From mboxrd@z Thu Jan  1 00:00:00 1970
Return-Path: <linux-kernel-owner@vger.kernel.org>
Received: (majordomo@vger.kernel.org) by vger.kernel.org via listexpand
        id S933376AbcKXQ61 (ORCPT <rfc822;w@1wt.eu>);
        Thu, 24 Nov 2016 11:58:27 -0500
Received: from mx2.suse.de ([195.135.220.15]:43036 "EHLO mx2.suse.de"
        rhost-flags-OK-OK-OK-OK) by vger.kernel.org with ESMTP
        id S1756053AbcKXQ60 (ORCPT <rfc822;linux-kernel@vger.kernel.org>);
        Thu, 24 Nov 2016 11:58:26 -0500
Date: Thu, 24 Nov 2016 17:58:21 +0100
From: Petr Mladek <pmladek@suse.com>
To: Sergey Senozhatsky <sergey.senozhatsky@gmail.com>
Cc: Andrew Morton <akpm@linux-foundation.org>, Jan Kara <jack@suse.cz>,
        Tejun Heo <tj@kernel.org>, Calvin Owens <calvinowens@fb.com>,
        Thomas Gleixner <tglx@linutronix.de>,
        Mel Gorman <mgorman@techsingularity.net>,
        Steven Rostedt <rostedt@goodmis.org>, Ingo Molnar <mingo@redhat.com>,
        Peter Zijlstra <peterz@infradead.org>,
        Laura Abbott <labbott@redhat.com>, Andy Lutomirski <luto@kernel.org>,
        Linus Torvalds <torvalds@linux-foundation.org>,
        Kees Cook <keescook@chromium.org>, linux-kernel@vger.kernel.org,
        Sergey Senozhatsky <sergey.senozhatsky.work@gmail.com>
Subject: Re: [RFC][PATCHv4 3/6] printk: introduce per-cpu safe_print seq
 buffer
Message-ID: <20161124165821.GG24103@pathway.suse.cz>
References: <20161027154933.1211-1-sergey.senozhatsky@gmail.com>
 <20161027154933.1211-4-sergey.senozhatsky@gmail.com>
MIME-Version: 1.0
Content-Type: text/plain; charset=us-ascii
Content-Disposition: inline
In-Reply-To: <20161027154933.1211-4-sergey.senozhatsky@gmail.com>
User-Agent: Mutt/1.5.21 (2010-09-15)
Sender: linux-kernel-owner@vger.kernel.org
List-ID: <linux-kernel.vger.kernel.org>
X-Mailing-List: linux-kernel@vger.kernel.org

On Fri 2016-10-28 00:49:30, Sergey Senozhatsky wrote:
> This patch extends the idea of NMI per-cpu buffers to regions
> that may cause recursive printk() calls and possible deadlocks.
> Namely, printk() can't handle printk calls from schedule code
> or printk() calls from lock debugging code (spin_dump() for instance);
> because those may be called with `sem->lock' already taken or any
> other `critical' locks (p->pi_lock, etc.).
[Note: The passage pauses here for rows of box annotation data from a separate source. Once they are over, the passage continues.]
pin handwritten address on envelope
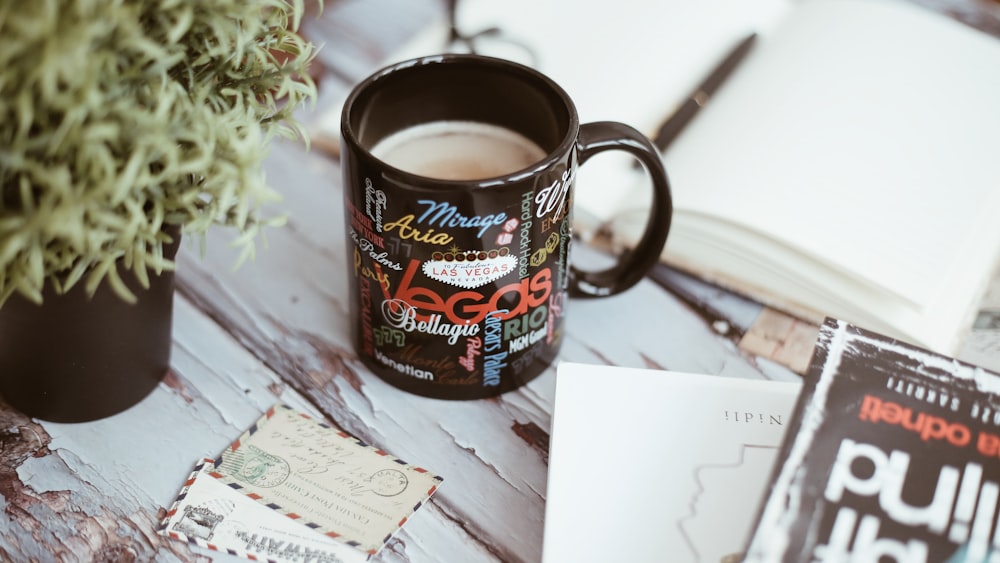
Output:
[211,403,442,553]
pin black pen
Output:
[653,33,757,152]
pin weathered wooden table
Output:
[0,0,1000,562]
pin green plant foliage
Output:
[0,0,316,304]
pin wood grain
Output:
[0,0,1000,562]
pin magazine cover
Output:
[745,319,1000,563]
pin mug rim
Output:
[340,53,580,190]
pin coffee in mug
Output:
[371,121,545,180]
[341,55,672,399]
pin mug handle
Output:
[569,121,674,297]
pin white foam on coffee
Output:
[371,121,545,180]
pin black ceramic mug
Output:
[341,55,672,399]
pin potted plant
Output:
[0,0,316,421]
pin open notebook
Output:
[310,0,1000,353]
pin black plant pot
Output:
[0,235,180,422]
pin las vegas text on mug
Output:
[341,51,672,399]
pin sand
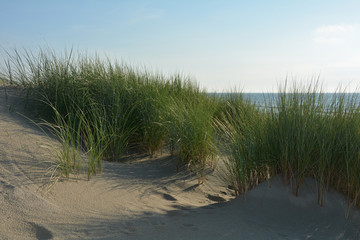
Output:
[0,89,360,240]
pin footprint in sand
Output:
[163,193,177,201]
[29,222,53,240]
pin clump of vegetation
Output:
[2,49,216,183]
[0,46,360,216]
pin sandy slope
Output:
[0,86,360,240]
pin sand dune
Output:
[0,87,360,240]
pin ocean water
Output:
[209,93,360,108]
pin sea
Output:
[208,93,360,108]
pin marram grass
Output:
[0,49,360,216]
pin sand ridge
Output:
[0,89,360,240]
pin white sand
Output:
[0,87,360,240]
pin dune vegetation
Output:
[1,49,360,216]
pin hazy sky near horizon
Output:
[0,0,360,92]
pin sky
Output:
[0,0,360,92]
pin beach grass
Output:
[0,46,360,214]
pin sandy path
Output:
[0,87,360,240]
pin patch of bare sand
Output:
[0,86,360,240]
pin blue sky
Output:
[0,0,360,92]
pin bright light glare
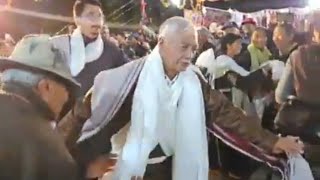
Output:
[171,0,181,7]
[308,0,320,10]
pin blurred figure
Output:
[273,23,299,62]
[241,18,257,45]
[237,28,272,71]
[68,24,76,34]
[101,25,119,47]
[276,11,320,179]
[52,0,128,95]
[222,22,240,35]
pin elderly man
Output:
[74,17,302,180]
[0,35,79,180]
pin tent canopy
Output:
[204,0,308,13]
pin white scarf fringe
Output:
[113,47,208,180]
[70,28,103,76]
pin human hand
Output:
[273,136,304,155]
[72,92,92,121]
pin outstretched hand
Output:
[273,136,304,155]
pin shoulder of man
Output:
[95,57,146,82]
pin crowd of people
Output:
[0,0,320,180]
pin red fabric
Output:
[209,124,288,179]
[241,18,257,26]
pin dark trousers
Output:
[143,157,172,180]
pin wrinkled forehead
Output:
[176,26,198,46]
[82,4,102,15]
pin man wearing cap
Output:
[52,0,127,94]
[241,18,257,45]
[78,17,303,180]
[0,35,79,180]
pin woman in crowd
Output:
[273,23,299,62]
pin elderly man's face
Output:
[159,26,197,73]
[251,31,268,49]
[242,24,256,35]
[38,79,69,118]
[76,4,103,39]
[224,27,240,35]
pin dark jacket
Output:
[57,60,278,179]
[0,83,76,180]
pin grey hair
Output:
[159,16,193,38]
[1,69,44,87]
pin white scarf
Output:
[113,47,208,180]
[70,28,103,76]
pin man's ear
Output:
[73,16,81,27]
[158,36,164,45]
[37,79,50,102]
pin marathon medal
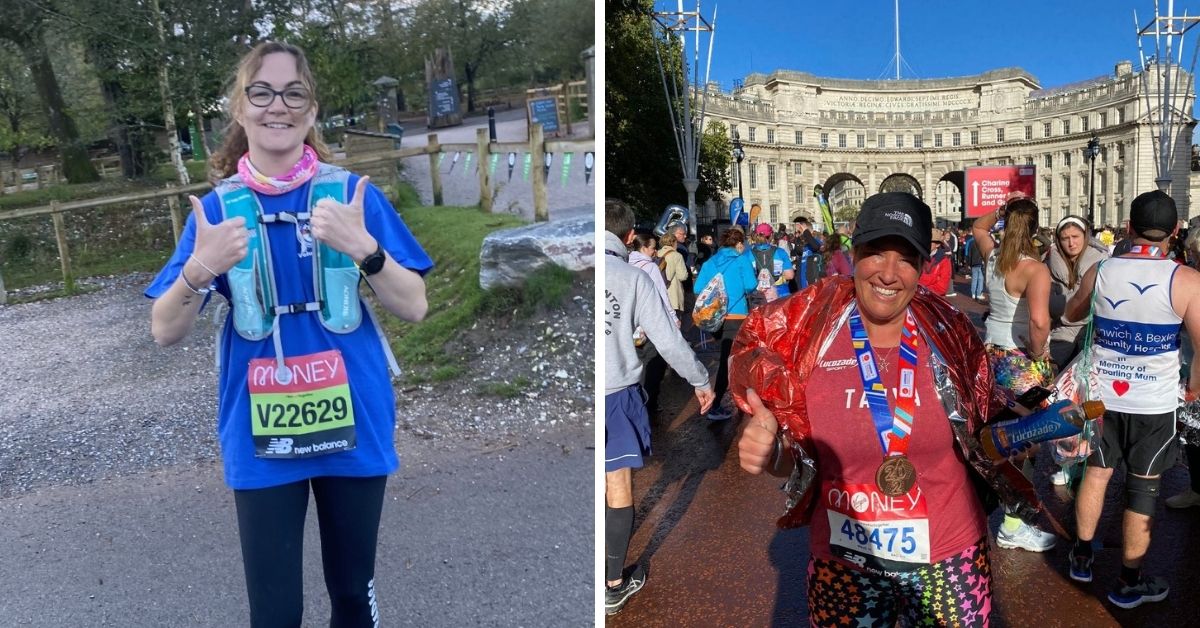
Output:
[850,306,918,497]
[875,456,917,497]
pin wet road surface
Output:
[606,276,1200,628]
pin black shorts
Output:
[1087,411,1177,477]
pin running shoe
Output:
[1166,489,1200,508]
[996,521,1057,551]
[604,564,646,615]
[704,406,733,420]
[1109,575,1170,609]
[1067,548,1096,582]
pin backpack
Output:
[691,273,730,334]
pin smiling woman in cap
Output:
[731,192,1036,626]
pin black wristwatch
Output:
[359,245,388,277]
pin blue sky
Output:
[656,0,1200,91]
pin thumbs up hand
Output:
[738,389,779,476]
[312,177,378,262]
[187,195,250,275]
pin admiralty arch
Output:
[700,61,1200,226]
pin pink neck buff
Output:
[238,144,318,196]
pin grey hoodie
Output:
[604,232,709,395]
[1046,238,1109,342]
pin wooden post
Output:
[167,192,184,244]
[529,124,550,222]
[50,201,76,294]
[558,83,571,136]
[475,127,492,214]
[428,133,442,205]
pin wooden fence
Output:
[0,125,595,305]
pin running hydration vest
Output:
[215,163,400,383]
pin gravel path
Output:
[402,109,596,220]
[0,274,594,498]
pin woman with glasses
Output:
[145,42,433,627]
[1046,216,1109,370]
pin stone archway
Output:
[880,172,925,201]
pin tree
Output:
[696,120,733,204]
[0,4,100,183]
[605,0,688,220]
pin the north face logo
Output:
[883,211,912,227]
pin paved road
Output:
[0,427,594,627]
[607,277,1200,628]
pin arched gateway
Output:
[702,61,1195,226]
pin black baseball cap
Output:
[1129,190,1180,241]
[851,192,934,259]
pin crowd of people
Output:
[605,191,1200,626]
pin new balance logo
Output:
[266,438,292,455]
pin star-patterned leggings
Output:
[809,539,991,628]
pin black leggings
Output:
[234,476,388,628]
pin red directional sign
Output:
[962,166,1037,219]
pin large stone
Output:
[479,216,596,289]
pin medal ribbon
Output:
[850,305,917,456]
[1122,244,1166,257]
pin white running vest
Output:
[1092,257,1182,414]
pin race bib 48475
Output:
[248,349,355,459]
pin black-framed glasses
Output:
[246,85,312,109]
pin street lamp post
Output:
[733,128,746,202]
[1084,136,1100,229]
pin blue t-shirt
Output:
[145,175,433,490]
[748,243,793,297]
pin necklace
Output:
[876,345,900,373]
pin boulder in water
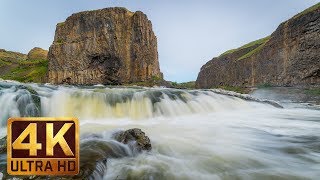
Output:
[114,128,152,152]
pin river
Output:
[0,81,320,180]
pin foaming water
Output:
[0,83,320,180]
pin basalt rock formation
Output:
[48,8,162,85]
[27,47,48,60]
[196,3,320,88]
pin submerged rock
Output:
[114,128,152,152]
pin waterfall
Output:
[0,82,280,126]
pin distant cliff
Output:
[196,3,320,88]
[48,8,162,85]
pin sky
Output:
[0,0,319,82]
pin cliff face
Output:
[196,3,320,88]
[48,8,162,84]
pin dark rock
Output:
[114,128,152,152]
[196,4,320,88]
[0,136,7,154]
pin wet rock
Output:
[114,128,152,152]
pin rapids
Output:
[0,81,320,180]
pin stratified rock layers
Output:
[196,6,320,88]
[48,8,162,85]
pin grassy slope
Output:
[0,51,48,83]
[293,3,320,18]
[220,3,320,60]
[220,36,270,60]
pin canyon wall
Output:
[196,3,320,88]
[48,8,162,85]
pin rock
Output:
[48,8,162,85]
[27,47,48,60]
[114,128,152,152]
[0,136,7,154]
[196,3,320,88]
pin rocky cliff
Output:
[48,8,162,85]
[196,3,320,88]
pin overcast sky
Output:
[0,0,319,82]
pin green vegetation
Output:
[0,60,48,83]
[57,39,63,44]
[219,36,270,60]
[293,3,320,19]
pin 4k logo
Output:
[7,118,79,175]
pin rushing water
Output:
[0,82,320,180]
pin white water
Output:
[0,81,320,179]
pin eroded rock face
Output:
[196,6,320,88]
[27,47,48,60]
[48,8,162,85]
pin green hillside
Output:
[0,50,48,83]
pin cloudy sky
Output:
[0,0,319,82]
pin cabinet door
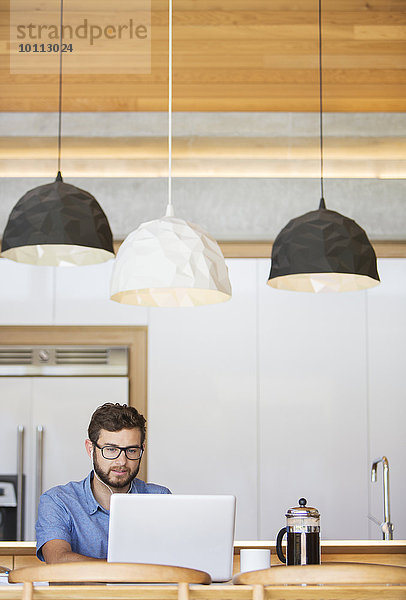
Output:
[0,377,31,475]
[0,377,32,544]
[28,377,128,539]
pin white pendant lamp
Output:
[111,0,231,307]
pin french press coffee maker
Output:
[276,498,320,565]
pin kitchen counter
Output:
[0,540,406,600]
[0,540,406,573]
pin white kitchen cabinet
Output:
[0,258,55,325]
[258,260,368,539]
[0,377,128,540]
[147,259,257,539]
[368,259,406,540]
[54,260,148,325]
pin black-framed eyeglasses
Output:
[93,442,143,460]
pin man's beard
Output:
[93,456,141,490]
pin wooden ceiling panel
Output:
[0,0,406,112]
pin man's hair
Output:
[88,402,146,444]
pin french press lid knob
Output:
[285,498,320,519]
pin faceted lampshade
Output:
[111,216,231,307]
[268,207,379,292]
[2,174,114,266]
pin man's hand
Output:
[42,540,102,564]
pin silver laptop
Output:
[107,494,235,581]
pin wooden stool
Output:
[8,560,211,600]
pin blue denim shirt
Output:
[35,471,171,560]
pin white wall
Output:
[0,259,406,539]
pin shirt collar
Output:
[85,470,140,515]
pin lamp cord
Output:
[319,0,325,208]
[166,0,173,217]
[58,0,63,175]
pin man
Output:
[36,402,170,563]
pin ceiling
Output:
[0,0,406,251]
[0,0,406,112]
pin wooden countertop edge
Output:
[0,583,406,600]
[234,540,406,554]
[0,540,406,556]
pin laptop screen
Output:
[107,494,235,581]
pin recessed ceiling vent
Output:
[0,346,128,377]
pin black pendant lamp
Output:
[268,0,379,292]
[1,0,114,266]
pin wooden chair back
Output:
[8,560,211,600]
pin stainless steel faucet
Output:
[371,456,393,540]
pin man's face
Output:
[93,429,141,490]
An example of deadlock
> can be
> 
>  vprintk_emit()
>   console_unlock()
>    up()                        << raw_spin_lock_irqsave(&sem->lock, flags);
>     wake_up_process()
>      try_to_wake_up()
>       ttwu_queue()
>        ttwu_activate()
>         activate_task()
>          enqueue_task()
>           enqueue_task_fair()
>            cfs_rq_of()
>             task_of()
>              WARN_ON_ONCE(!entity_is_task(se))
>               vprintk_emit()
>                console_trylock()
>                 down_trylock()
>                  raw_spin_lock_irqsave(&sem->lock, flags)
>                  ^^^^ deadlock
> 
> and some other cases.
> 
> Just like in NMI implementation, the solution uses a per-cpu
> `printk_func' pointer to 'redirect' printk() calls to a 'safe'
> callback, that store messages in a per-cpu buffer and flushes
> them back to logbuf buffer later.
> 
> Usage example:
> 
>  printk()
>   printk_safe_enter(flags)
>   //
>   //  any printk() call from here will endup in vprintk_safe(),
>   //  that stores messages in a special per-CPU buffer.
>   //
>   printk_safe_exit(flags)
> 
> The 'redirection' mechanism, though, has been reworked, as suggested
> by Petr Mladek. Instead of using a per-cpu @print_func callback we now
> keep a per-cpu printk-context variable and call either default or nmi
> vprintk function depending on its value. printk_nmi_entrer/exit and
> printk_safe_enter/exit, thus, just set/celar corresponding bits in
> printk-context functions.
> 
> The patch only adds printk_safe support, we don't use it yet.
> 
> Signed-off-by: Sergey Senozhatsky <sergey.senozhatsky@gmail.com>

> diff --git a/kernel/printk/internal.h b/kernel/printk/internal.h
> index 7fd2838..87c784b 100644
> --- a/kernel/printk/internal.h
> +++ b/kernel/printk/internal.h
>  #endif /* CONFIG_PRINTK_NMI */
> +
> +#ifdef CONFIG_PRINTK
> +
> +#define PRINTK_SAFE_CONTEXT_MASK	0x7fffffff
> +#define PRINTK_SAFE_NMI_CONTEXT_MASK	0x80000000

What about shorter name PRINTK_NMI_CONTEXT_MASK?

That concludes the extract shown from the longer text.